Wayne Gramlich wrote:

Everything is a compromise.  Here is a discussion of the issues
that caused us to pick 2400 baud for RoboBricks:

<snipped some reasonable arguments>

This is why I recommend that 'brainstorms' goes with something like I2C.
That protocol is fast and built into the chip.  No software serial I/O
is ever needed and every chip already speaks the protocol so there is
often no need to add a microprocessor at every node (although you undoubtedly
would add microprocessors into nodes that might benefit from some local
compute power).

I2C works at 400k bits per second and has zero software overhead,
it's been around in this form for 10 years and in a 100k bits/sec
version for another 10 years before that - so it's an extremely well
tried and tested solution.

If all the devices we are ever likely to need are already available
with I2C (and are VERY cheap BTW), why compromise?

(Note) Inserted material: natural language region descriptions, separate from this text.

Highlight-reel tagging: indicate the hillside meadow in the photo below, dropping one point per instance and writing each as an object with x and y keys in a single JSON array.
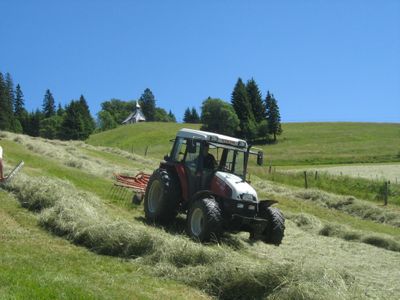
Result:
[
  {"x": 66, "y": 234},
  {"x": 300, "y": 143}
]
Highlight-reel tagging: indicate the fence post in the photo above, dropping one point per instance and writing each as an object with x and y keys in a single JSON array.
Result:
[
  {"x": 305, "y": 180},
  {"x": 386, "y": 192}
]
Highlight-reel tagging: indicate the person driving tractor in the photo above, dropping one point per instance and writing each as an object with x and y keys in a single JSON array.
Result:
[
  {"x": 1, "y": 164},
  {"x": 209, "y": 161}
]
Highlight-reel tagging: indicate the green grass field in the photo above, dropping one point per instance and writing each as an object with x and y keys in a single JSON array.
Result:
[
  {"x": 63, "y": 235},
  {"x": 300, "y": 143}
]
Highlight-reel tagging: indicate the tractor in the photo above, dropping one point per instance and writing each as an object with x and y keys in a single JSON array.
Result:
[{"x": 213, "y": 193}]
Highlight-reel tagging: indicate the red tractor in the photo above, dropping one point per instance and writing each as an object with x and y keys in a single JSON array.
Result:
[{"x": 214, "y": 194}]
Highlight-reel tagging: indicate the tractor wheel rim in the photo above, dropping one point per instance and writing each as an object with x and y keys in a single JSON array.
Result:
[
  {"x": 155, "y": 196},
  {"x": 197, "y": 221}
]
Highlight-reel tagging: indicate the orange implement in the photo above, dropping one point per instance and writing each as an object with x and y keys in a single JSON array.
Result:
[{"x": 138, "y": 183}]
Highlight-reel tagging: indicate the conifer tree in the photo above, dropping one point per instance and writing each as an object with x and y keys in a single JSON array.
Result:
[
  {"x": 49, "y": 107},
  {"x": 19, "y": 105},
  {"x": 273, "y": 116},
  {"x": 9, "y": 102},
  {"x": 148, "y": 104},
  {"x": 20, "y": 113},
  {"x": 242, "y": 107},
  {"x": 171, "y": 117},
  {"x": 88, "y": 121},
  {"x": 60, "y": 110},
  {"x": 255, "y": 99},
  {"x": 195, "y": 118},
  {"x": 187, "y": 117},
  {"x": 4, "y": 113}
]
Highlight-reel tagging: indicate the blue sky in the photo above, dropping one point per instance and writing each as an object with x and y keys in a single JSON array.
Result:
[{"x": 323, "y": 60}]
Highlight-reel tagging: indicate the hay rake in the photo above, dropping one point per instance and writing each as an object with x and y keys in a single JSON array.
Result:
[{"x": 123, "y": 185}]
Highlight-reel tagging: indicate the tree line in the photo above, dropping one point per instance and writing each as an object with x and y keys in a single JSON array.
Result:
[
  {"x": 72, "y": 122},
  {"x": 247, "y": 116}
]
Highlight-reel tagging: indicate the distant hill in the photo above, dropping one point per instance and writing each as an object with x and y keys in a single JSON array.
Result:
[{"x": 300, "y": 143}]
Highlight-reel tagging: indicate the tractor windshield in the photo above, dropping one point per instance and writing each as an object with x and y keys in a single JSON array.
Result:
[{"x": 232, "y": 161}]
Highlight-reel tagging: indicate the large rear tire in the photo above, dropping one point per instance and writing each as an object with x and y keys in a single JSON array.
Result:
[
  {"x": 275, "y": 231},
  {"x": 161, "y": 198},
  {"x": 204, "y": 220}
]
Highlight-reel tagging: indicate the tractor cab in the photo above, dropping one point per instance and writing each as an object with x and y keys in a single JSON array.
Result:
[
  {"x": 204, "y": 177},
  {"x": 205, "y": 161}
]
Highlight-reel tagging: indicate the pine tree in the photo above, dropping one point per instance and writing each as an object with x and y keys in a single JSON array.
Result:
[
  {"x": 273, "y": 116},
  {"x": 255, "y": 99},
  {"x": 8, "y": 95},
  {"x": 187, "y": 117},
  {"x": 89, "y": 124},
  {"x": 195, "y": 116},
  {"x": 20, "y": 113},
  {"x": 19, "y": 105},
  {"x": 60, "y": 110},
  {"x": 49, "y": 107},
  {"x": 242, "y": 107},
  {"x": 4, "y": 116},
  {"x": 171, "y": 117},
  {"x": 148, "y": 104}
]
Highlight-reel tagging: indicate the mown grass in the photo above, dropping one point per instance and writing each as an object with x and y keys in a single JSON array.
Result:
[
  {"x": 36, "y": 265},
  {"x": 343, "y": 185},
  {"x": 300, "y": 143},
  {"x": 313, "y": 224},
  {"x": 81, "y": 218},
  {"x": 346, "y": 204}
]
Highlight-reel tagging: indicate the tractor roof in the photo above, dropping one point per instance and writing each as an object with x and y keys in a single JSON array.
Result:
[{"x": 211, "y": 137}]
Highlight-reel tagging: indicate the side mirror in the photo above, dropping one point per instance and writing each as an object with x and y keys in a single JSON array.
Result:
[
  {"x": 191, "y": 146},
  {"x": 260, "y": 158}
]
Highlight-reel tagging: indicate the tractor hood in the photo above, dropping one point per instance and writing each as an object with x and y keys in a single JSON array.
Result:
[{"x": 241, "y": 190}]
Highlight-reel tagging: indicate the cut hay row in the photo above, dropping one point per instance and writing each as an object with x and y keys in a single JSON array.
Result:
[
  {"x": 372, "y": 172},
  {"x": 223, "y": 273},
  {"x": 347, "y": 204},
  {"x": 71, "y": 155},
  {"x": 312, "y": 224}
]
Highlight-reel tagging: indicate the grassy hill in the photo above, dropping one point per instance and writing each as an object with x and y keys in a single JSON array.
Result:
[
  {"x": 300, "y": 143},
  {"x": 65, "y": 234}
]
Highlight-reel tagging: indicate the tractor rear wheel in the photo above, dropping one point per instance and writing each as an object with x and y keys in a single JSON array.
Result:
[
  {"x": 274, "y": 232},
  {"x": 204, "y": 220},
  {"x": 161, "y": 198}
]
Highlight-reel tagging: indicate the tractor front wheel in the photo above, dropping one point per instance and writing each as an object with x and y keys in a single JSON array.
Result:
[
  {"x": 204, "y": 221},
  {"x": 274, "y": 232},
  {"x": 161, "y": 197}
]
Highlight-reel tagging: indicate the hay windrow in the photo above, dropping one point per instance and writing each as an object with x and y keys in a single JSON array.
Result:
[
  {"x": 221, "y": 272},
  {"x": 314, "y": 225},
  {"x": 71, "y": 155},
  {"x": 346, "y": 204}
]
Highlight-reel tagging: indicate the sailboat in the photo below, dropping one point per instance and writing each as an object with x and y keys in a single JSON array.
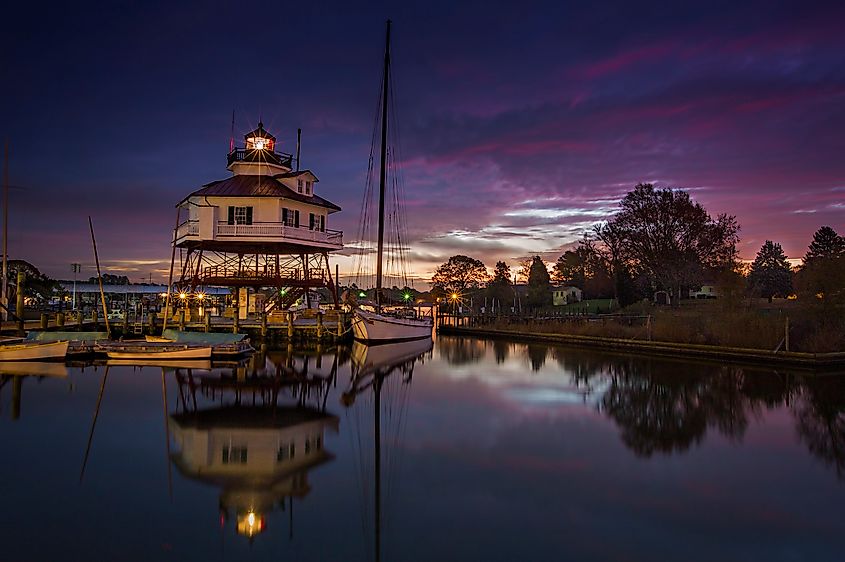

Even if some obscure things we might one day think of don't come
with I2C, we could just slap a little 8 pin microprocessor and an
8 pin ROM onto that node to decode the I2C and drive whatever the
real device is.

3) Surprisingly enough, since the RoboBricks are doing all of
    the time critical stuff, the time latency introduced by
    communicating at a relatively slow 2400 baud is not very critcal.

I think that makes very large assumptions about what you want to do
with this stuff.   I design large embedded computer systems for flight
simulators - and it's amazing how the traffic can add up when you want
to build complex machines.

240 characters per second is going to translate into a mere couple of
dozen messages per second - you only need a handful of devices sending
things to multiple nodes to swamp that bandwidth.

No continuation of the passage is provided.